Lecture content included IV indications and contraindications; a description of materials and equipment needed; and the steps to take for successful IV placement. Careful planning was given to include content delivery that considered multiple learning styles during the lecture. For this reason, slides were a mix of text content, images and video clips, which the lecturer explained in detail throughout the session. Additionally, at the start of the lecture, a standard intravenous catheter was provided to each student to better acquaint himself/herself with the device during the didactic session.

Students were then asked to complete a brief questionnaire that asked questions pertaining to demographic information (i.e., age, gender), prior history with IV placement, prior health care employment and self-perceived learning style. Because the rationale of the study focused on a student’s self-perceived learning style, a validated inventory was not used. Instead, students were asked to select the one learning style they felt they identify with most when learning a new procedural skill. Detailed descriptions of these learning styles were provided on the questionnaire as students made selections.

Simulation session

Three ‘treatment arms’ were created based on the VARK model. Students were randomly assigned to one of three groups, independent of their self-perceived learning style. Groups included “V”, “A” and “K” learning-style groupings. The authors deliberately chose not to create an “R” learning-style grouping given the procedural nature of the content, as well as the time constraints for the session. Students were divided into 18 groups (6 V groups, 6 A groups and 6 K groups) and were assigned to an instructor for one hour of instructional training on IV placement. Training was spread across three hours (i.e., 6 groups trained concurrently over each hour) given limitations with space, instructors and training equipment.

Twenty faculty members from the Department of Emergency Medicine were recruited as workshop instructors and were randomly assigned to teach students according to one of the three teaching styles. Faculty instructors were trained to specifically instruct their students according to the instructor’s assigned teaching style. Instructors were provided with their own cubicle for instruction, along with a Blue Phantom™ (CAE Healthcare) low-fidelity IV task trainer with palpable veins for simulated IV placement.
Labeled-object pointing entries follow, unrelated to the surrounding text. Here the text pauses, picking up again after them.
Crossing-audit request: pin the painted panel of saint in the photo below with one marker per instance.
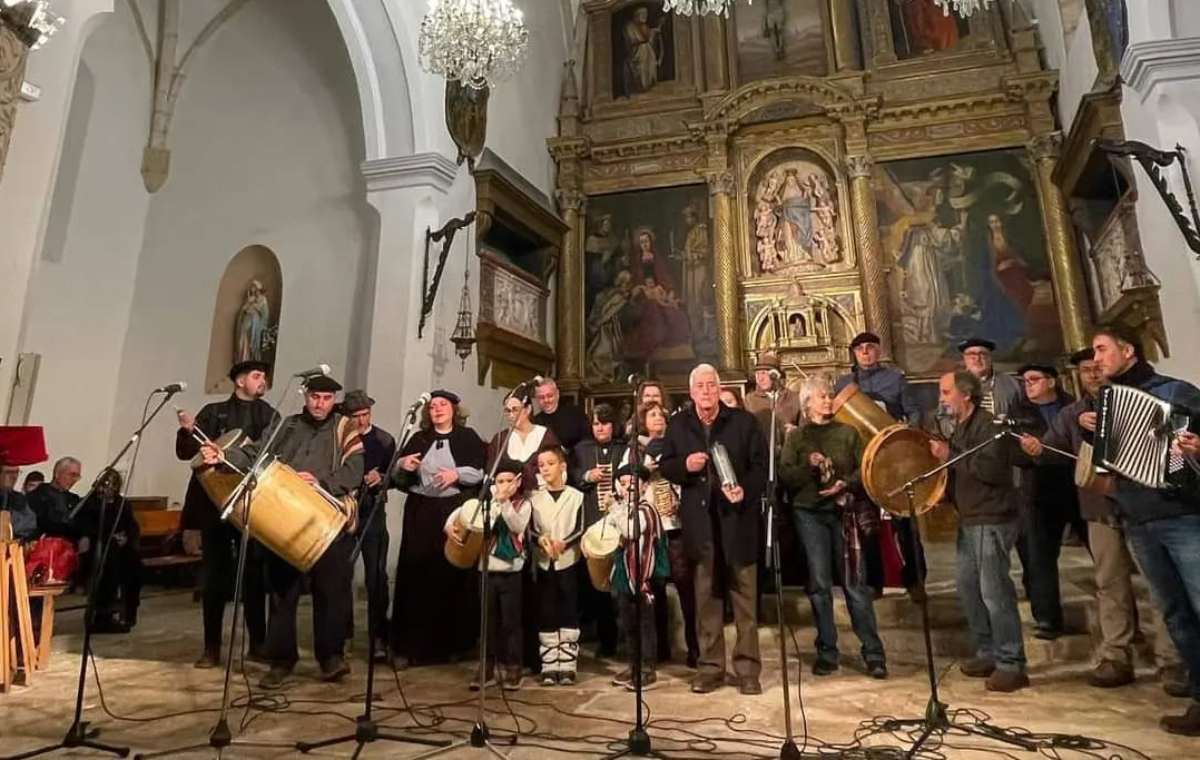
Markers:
(921, 28)
(648, 282)
(967, 246)
(642, 48)
(778, 37)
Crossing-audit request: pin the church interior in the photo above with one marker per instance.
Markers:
(513, 237)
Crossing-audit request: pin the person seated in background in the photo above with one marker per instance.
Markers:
(121, 568)
(24, 521)
(53, 502)
(33, 479)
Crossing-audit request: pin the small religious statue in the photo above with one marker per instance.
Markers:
(252, 325)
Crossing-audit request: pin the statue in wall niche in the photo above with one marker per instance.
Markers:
(252, 325)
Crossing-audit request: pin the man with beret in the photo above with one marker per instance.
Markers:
(201, 520)
(1055, 503)
(378, 449)
(1115, 599)
(325, 449)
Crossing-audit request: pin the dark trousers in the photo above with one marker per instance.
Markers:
(681, 575)
(629, 623)
(221, 543)
(331, 581)
(741, 582)
(121, 573)
(375, 574)
(558, 598)
(1039, 545)
(504, 618)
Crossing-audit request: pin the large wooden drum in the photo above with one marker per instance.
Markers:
(469, 527)
(856, 408)
(895, 456)
(599, 546)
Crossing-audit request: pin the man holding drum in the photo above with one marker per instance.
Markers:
(325, 449)
(203, 528)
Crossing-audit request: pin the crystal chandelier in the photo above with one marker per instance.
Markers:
(33, 21)
(963, 7)
(478, 42)
(691, 7)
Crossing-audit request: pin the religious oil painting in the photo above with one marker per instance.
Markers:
(648, 283)
(795, 216)
(779, 37)
(642, 48)
(922, 28)
(967, 250)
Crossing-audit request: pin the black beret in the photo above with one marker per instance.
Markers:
(322, 383)
(1081, 355)
(864, 337)
(983, 342)
(1036, 366)
(250, 365)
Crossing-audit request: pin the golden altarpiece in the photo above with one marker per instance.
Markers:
(802, 171)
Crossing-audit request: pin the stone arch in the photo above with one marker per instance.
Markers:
(255, 263)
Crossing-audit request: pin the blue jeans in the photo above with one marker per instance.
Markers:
(988, 594)
(821, 534)
(1168, 551)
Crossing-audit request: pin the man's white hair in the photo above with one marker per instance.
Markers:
(700, 370)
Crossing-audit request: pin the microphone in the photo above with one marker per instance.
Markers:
(321, 369)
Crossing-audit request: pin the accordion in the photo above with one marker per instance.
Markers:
(1134, 432)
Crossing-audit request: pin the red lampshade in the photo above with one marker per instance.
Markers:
(22, 446)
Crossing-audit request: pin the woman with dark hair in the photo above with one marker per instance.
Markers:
(593, 472)
(433, 616)
(652, 424)
(123, 564)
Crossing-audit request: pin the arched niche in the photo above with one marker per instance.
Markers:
(240, 327)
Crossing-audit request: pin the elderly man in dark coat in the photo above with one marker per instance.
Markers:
(720, 522)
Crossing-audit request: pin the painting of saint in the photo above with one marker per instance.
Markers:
(652, 307)
(967, 240)
(795, 217)
(643, 48)
(779, 37)
(921, 28)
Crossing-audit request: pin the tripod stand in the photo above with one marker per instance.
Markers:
(479, 737)
(774, 560)
(639, 743)
(366, 730)
(78, 734)
(936, 720)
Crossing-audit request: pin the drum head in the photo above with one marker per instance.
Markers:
(893, 458)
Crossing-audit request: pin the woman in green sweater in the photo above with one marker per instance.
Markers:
(820, 467)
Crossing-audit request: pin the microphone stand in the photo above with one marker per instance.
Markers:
(936, 719)
(244, 492)
(479, 737)
(639, 743)
(78, 734)
(366, 730)
(774, 560)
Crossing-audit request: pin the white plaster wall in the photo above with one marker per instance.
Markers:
(265, 150)
(79, 305)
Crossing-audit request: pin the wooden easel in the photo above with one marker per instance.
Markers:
(15, 647)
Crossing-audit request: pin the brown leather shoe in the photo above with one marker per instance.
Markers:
(1007, 681)
(977, 668)
(1110, 675)
(707, 682)
(1188, 724)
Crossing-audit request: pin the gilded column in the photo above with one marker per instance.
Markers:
(12, 73)
(1065, 268)
(725, 265)
(569, 323)
(870, 250)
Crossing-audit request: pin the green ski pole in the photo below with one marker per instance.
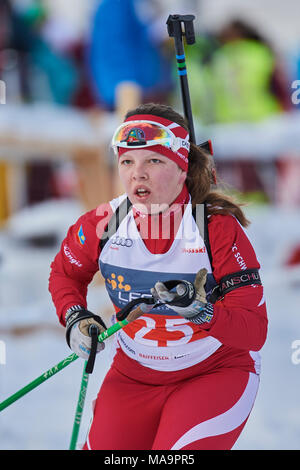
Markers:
(58, 367)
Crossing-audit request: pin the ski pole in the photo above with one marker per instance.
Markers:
(134, 314)
(175, 30)
(79, 408)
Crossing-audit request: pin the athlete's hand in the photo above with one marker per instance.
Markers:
(78, 330)
(196, 309)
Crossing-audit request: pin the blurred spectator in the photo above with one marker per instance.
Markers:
(123, 49)
(240, 79)
(237, 77)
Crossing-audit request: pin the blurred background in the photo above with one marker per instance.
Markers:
(69, 70)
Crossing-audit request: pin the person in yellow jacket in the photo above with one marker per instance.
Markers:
(240, 80)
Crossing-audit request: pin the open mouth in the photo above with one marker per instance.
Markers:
(142, 192)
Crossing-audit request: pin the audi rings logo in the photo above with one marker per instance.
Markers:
(120, 241)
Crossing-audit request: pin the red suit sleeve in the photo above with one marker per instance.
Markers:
(76, 263)
(240, 318)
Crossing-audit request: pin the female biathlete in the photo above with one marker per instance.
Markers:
(182, 377)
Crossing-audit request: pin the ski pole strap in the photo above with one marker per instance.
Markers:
(185, 292)
(93, 331)
(233, 281)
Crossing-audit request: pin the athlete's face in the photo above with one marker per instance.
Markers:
(151, 180)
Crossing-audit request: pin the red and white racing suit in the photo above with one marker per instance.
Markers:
(172, 384)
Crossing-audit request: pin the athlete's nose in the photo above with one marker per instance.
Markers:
(139, 172)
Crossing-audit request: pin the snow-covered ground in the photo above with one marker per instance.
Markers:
(43, 419)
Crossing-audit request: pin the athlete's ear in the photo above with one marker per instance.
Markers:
(182, 176)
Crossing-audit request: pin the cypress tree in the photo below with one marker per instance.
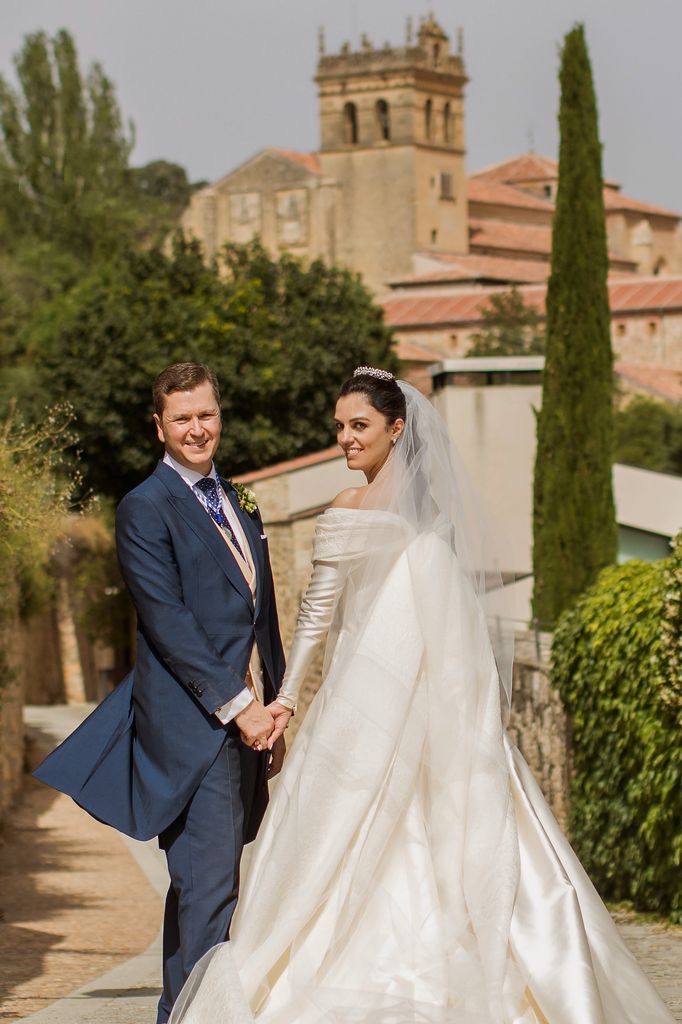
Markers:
(574, 532)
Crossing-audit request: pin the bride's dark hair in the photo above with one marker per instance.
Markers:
(383, 394)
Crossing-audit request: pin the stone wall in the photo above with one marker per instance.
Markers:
(539, 724)
(11, 722)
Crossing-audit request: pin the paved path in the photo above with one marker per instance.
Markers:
(128, 993)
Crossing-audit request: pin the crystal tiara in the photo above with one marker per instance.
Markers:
(382, 375)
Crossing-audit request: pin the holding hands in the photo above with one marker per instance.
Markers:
(262, 728)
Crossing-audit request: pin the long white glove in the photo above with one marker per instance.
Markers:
(314, 619)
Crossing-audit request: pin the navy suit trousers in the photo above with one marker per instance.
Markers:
(203, 848)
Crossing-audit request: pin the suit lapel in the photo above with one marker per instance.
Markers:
(252, 530)
(188, 507)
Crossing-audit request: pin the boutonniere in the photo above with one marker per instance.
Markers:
(246, 498)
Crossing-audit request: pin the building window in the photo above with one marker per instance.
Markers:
(383, 120)
(350, 124)
(446, 123)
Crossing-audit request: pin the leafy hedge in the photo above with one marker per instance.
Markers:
(34, 496)
(616, 660)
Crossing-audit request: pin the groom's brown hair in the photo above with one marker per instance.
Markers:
(182, 377)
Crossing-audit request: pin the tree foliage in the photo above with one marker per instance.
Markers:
(64, 150)
(282, 337)
(616, 662)
(574, 531)
(31, 464)
(648, 433)
(509, 328)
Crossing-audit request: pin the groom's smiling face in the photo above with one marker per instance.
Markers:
(189, 427)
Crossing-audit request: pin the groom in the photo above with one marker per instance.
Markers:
(180, 749)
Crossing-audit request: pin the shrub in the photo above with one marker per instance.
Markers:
(34, 496)
(615, 660)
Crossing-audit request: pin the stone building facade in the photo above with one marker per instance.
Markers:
(387, 193)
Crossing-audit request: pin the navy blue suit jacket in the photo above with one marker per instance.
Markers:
(137, 760)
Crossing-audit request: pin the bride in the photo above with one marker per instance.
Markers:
(409, 869)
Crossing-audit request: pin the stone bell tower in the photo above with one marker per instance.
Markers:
(393, 142)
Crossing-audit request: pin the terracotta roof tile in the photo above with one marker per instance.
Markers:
(411, 351)
(431, 307)
(503, 235)
(528, 167)
(309, 161)
(662, 382)
(494, 193)
(302, 462)
(616, 201)
(475, 267)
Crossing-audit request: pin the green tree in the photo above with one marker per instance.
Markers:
(64, 151)
(509, 328)
(574, 532)
(163, 179)
(648, 433)
(616, 662)
(281, 337)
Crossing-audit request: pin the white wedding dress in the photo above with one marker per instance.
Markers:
(409, 869)
(379, 893)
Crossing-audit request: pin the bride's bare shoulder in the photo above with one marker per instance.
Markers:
(351, 498)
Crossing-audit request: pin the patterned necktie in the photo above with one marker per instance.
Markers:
(209, 488)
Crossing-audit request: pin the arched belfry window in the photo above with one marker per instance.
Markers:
(350, 124)
(448, 123)
(383, 120)
(428, 119)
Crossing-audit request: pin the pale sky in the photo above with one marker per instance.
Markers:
(209, 83)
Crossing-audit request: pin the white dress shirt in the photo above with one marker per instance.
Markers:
(235, 707)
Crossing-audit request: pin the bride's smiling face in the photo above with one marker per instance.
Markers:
(365, 434)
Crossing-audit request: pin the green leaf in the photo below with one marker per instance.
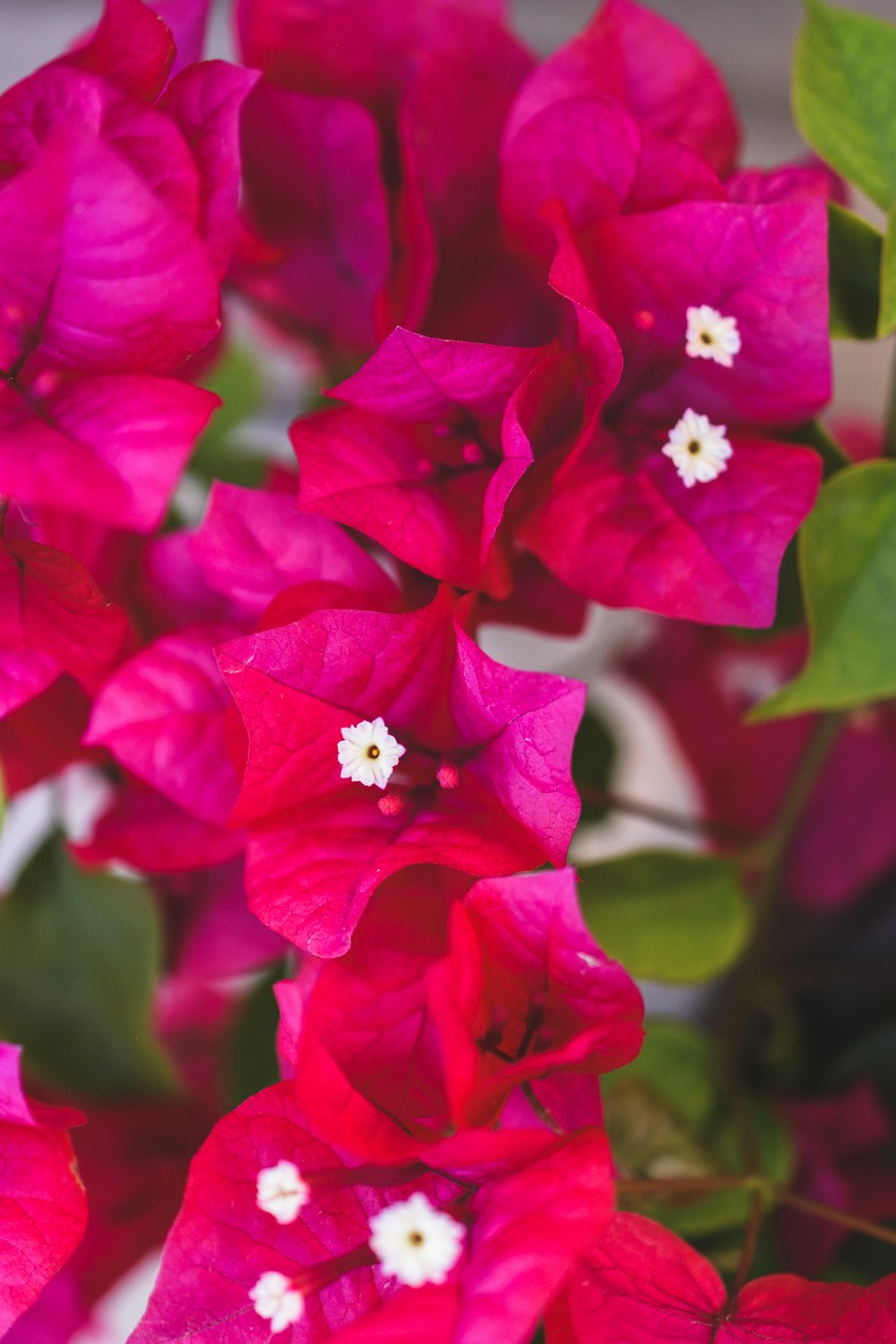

Faculty instructor training consisted of a pre-briefing on the teaching strategies they could employ, as well as a checklist to help guide them during their instruction with the students. Generally, the auditory (A) instructors were advised to verbally give instructions on how to place an IV; the kinesthetic (K) instructors were advised to guide the hands of students when placing an IV; and the visual (V) instructors were advised to repeatedly demonstrate how to place an IV. All instructors had to successfully demonstrate their assigned teaching strategies to the study investigators; instructors received necessary feedback to appropriately adhere to assigned teaching styles (i.e., A, V and K) and to ensure standardization. Instructors were advised to use an additional teaching style only if: 1) the student failed to place the IV line after three attempts; or 2) instructional time for each student exceeded six minutes.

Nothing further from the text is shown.